Furthermore, the UI facilities that early microcomputer BASICs provided would not be acceptable today. The graphics of the Apple II or QBASIC might be cool for a retro game, but you wouldn't want to develop a real application that way. For one thing, such applications were inaccessible to blind users with the primitive screen readers that existed back then, and today's screen readers would do no better. And a text UI with PRINT and INPUT would be accessible but even more retro. So even if you wrote an app in BASIC and deployed it to a cloud platform, you'd somehow have to use a modern platform like the Web for your UI. Unless, of course, you want to develop a retro game, and that might indeed be a fun side project.

2 comments

A web-based Apple Basic emulator can be found at:

http://www.calormen.com/jsbasic/

I taught some intro programming to my kid using this.

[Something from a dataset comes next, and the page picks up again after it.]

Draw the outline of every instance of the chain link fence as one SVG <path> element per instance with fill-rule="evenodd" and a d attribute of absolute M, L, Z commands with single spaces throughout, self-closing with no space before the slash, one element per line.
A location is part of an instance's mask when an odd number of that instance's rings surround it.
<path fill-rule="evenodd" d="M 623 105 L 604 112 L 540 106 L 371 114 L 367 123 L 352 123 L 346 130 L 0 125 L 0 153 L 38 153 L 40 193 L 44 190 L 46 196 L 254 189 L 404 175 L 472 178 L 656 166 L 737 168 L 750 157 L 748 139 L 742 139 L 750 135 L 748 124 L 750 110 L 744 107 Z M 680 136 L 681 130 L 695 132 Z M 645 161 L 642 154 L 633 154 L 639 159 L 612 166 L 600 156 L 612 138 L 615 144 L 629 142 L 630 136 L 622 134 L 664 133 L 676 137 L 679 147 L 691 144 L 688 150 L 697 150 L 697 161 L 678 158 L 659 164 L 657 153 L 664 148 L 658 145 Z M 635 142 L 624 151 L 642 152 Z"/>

Source-code to draw a hamburger:

   70 REM draw hamburger 

   80 HGR2:HCOLOR=5

   100 for t = 1 to 50 step 0.01

   140 x = Sin(Tan(t))

   160 y = Cos(t) 

   180 xp = (x * 50) + 150

   190 yp = (y * 50) + 100

   200 HPLOT xp, yp TO xp, yp

   300 next t
Yeah, I meant web applications with the ease of developing and running a basic program of old. Sorry that wasn't clear.